Entregar nossos parques estaduais a empresas privadas é solução?

Alexandre ImamuraCAMPOS DO JORDÃO

Parque Estadual de Campos do Jordão – Alexandre Imamura/Flickr. Alguns direitos reservados.

Nessa terça-feira (7), a Assembleia Legislativa de São Paulo aprovou Projeto de Lei proposto pelo Executivo estadual que autoriza a concessão para a iniciativa privada de 25 parques públicos estaduais, por até 30 anos, para exploração de ecoturismo, madeira e subprodutos florestais (veja a lista completa ao final do texto). Elaborado em 2013, o projeto foi discutido pela última vez em audiência pública em 2015. Na semana passada foi desenterrado e colocado para votação em regime de urgência.

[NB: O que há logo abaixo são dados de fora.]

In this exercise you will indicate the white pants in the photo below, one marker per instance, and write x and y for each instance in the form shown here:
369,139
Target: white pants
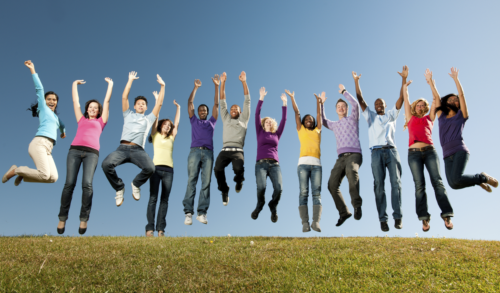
40,151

A justificativa é que atrairá investimentos para o Estado em um momento de crise fiscal e falta de recursos para fazer a gestão destes bens comuns.

Só que o que poderá ou não ser explorado comercialmente pela iniciativa privada em cada um desses parques, e em que condições, só será definido posteriormente, em editais de concessão específicos para cada um dos parques a serem concedidos. O projeto aprovado pelos deputados não apresenta sequer diretrizes mínimas que orientem tais editais. Integrantes do conselho estadual do meio ambiente inclusive foram pegos de surpresa, pois não foram consultados antes da redação final do projeto.

É importante ressaltar que os parques incluídos neste projeto são dos mais diversos tipos e tamanhos, estão localizados em várias regiões do estado, e já possuem diversos usos, que não estão sendo considerados. Em alguns desses parques existem, por exemplo, projetos de pesquisa sendo realizados. Em outros, como o Parque da Ilha do Cardoso, a população caiçara já trabalha com o turismo. Há também núcleos de quilombolas e grupos vulneráveis que vivem hoje em vários desses parques. Essas pessoas não foram ouvidas na discussão desse projeto de lei, que também não menciona como a relação com elas e com as atividades que desenvolvem hoje nestes locais deverá ser tratada nos editais.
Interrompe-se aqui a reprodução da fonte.